Step 1: Install Required Libraries
Ensure you have Plotly and Dash installed in your Google Colab environment:
!pip install plotly dash
Step 2: Import Necessary Libraries
import dash
import dash_core_components as dcc
import dash_html_components as html
from dash.dependencies import Input, Output
import plotly.express as px
import pandas as pd
# Assuming the cleaned and analyzed data is already stored in a DataFrame named 'df'
# df = ... (Your processed DataFrame)
Step 3: Setup the Dash Application
app = dash.Dash(__name__)
Step 4: Define Layout of the Dashboard
app.layout = html.Div([
html.H1("Retail Sales Dashboard"),
# Dropdown for selecting the type of analysis
html.Label("Choose Analysis"),
dcc.Dropdown(
id='analysis-type',
options=[
{'label': 'Sales Trends Over Time', 'value': 'time'},
{'label': 'Category-Level Sales', 'value': 'category'},
{'label': 'Regional Sales', 'value': 'region'},
{'label': 'Customer Segmentation', 'value': 'customer_seg'}
],
value='time' # Default value
),
# Graph to display the selected analysis
dcc.Graph(id='main-graph')
])
Step 5: Define Callback to Update Graph Based on Dropdown Selection
@app.callback(
Output('main-graph', 'figure'),
Input('analysis-type', 'value')
)
def update_graph(analysis_type):
if analysis_type == 'time':
fig = px.line(df, x='date', y='sales', title='Sales Trends Over Time')
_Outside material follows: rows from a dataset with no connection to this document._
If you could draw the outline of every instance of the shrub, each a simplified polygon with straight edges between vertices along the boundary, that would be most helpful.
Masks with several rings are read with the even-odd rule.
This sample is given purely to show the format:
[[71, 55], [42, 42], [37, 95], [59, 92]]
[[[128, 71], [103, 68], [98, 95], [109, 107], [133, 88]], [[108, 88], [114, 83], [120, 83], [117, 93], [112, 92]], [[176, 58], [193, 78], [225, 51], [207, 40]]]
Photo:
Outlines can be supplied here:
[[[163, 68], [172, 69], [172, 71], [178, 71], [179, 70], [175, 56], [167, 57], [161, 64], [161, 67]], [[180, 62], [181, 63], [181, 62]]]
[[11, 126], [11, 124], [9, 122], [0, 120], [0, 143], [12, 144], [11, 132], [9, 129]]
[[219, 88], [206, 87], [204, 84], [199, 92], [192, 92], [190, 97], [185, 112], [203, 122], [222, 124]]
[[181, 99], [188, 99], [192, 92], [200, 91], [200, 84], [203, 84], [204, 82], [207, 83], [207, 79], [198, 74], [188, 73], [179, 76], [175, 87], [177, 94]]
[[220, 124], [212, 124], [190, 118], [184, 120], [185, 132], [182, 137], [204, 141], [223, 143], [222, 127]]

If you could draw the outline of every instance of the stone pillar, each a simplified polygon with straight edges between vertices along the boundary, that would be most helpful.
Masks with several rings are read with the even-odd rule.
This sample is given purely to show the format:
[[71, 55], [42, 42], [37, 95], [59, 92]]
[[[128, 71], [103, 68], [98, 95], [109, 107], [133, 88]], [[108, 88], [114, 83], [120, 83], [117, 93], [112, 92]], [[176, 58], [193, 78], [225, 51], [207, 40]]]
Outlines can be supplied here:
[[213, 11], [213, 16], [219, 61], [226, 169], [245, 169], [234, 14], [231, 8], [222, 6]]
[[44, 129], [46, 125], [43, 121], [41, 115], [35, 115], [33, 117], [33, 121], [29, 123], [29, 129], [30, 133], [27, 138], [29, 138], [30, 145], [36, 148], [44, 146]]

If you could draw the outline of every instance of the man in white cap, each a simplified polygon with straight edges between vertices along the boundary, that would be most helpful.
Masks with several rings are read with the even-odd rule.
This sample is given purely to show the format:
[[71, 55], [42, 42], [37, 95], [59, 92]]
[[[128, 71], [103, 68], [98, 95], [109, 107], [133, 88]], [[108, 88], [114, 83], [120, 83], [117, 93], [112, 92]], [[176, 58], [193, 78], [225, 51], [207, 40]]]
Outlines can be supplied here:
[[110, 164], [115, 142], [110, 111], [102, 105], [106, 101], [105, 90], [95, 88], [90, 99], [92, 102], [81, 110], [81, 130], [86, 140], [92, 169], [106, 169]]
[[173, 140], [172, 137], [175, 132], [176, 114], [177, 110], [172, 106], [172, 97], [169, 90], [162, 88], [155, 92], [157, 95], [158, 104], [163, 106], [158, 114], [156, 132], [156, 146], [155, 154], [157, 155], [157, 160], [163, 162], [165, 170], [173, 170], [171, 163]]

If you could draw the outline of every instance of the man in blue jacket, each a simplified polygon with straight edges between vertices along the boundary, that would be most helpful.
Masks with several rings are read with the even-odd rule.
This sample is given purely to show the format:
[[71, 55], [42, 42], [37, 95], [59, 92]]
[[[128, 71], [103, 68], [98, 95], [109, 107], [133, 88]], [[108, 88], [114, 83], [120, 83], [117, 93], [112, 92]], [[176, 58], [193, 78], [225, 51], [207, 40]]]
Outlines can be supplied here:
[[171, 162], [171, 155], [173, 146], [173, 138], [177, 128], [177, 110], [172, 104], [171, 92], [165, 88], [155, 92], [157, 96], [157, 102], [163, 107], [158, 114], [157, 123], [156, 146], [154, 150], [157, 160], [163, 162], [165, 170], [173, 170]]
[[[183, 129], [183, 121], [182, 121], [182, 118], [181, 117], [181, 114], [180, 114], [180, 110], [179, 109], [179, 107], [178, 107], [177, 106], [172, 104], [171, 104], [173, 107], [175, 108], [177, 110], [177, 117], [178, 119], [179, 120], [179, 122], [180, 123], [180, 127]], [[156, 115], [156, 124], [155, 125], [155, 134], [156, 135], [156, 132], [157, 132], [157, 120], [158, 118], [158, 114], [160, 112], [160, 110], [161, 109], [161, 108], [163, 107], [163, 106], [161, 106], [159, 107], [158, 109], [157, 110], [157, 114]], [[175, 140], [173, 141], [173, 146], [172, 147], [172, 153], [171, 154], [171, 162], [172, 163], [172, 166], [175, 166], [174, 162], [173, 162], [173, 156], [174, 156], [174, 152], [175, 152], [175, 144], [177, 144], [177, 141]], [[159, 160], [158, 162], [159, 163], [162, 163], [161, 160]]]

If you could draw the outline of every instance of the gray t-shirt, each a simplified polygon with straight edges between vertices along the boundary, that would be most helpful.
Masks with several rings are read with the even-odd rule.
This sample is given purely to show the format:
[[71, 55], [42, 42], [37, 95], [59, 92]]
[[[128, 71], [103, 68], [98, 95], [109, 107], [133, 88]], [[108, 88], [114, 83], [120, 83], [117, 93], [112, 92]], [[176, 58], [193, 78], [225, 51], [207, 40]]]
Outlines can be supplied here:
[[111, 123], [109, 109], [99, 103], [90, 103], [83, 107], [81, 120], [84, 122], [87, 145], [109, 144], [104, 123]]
elif analysis_type == 'category':
fig = px.bar(df, x='category', y='sales', title='Category-Level Sales')
elif analysis_type == 'region':
fig = px.choropleth(df, locations='region', locationmode='country names',
color='sales', title='Regional Sales',
hover_name='region', color_continuous_scale=px.colors.sequential.Plasma)
elif analysis_type == 'customer_seg':
fig = px.pie(df, names='customer_segment', values='sales', title='Customer Segmentation')
return fig
Step 6: Run the Dash Application
if __name__ == '__main__':
app.run_server(debug=True, use_reloader=False)
Summary
Copy and paste the code segments into your Google Colab. This implementation provides an interactive dashboard for visualizing various aspects of the retail sales data. Modify the DataFrame variable df
to use your processed data. Run the Dash application to visualize insights interactively on your browser.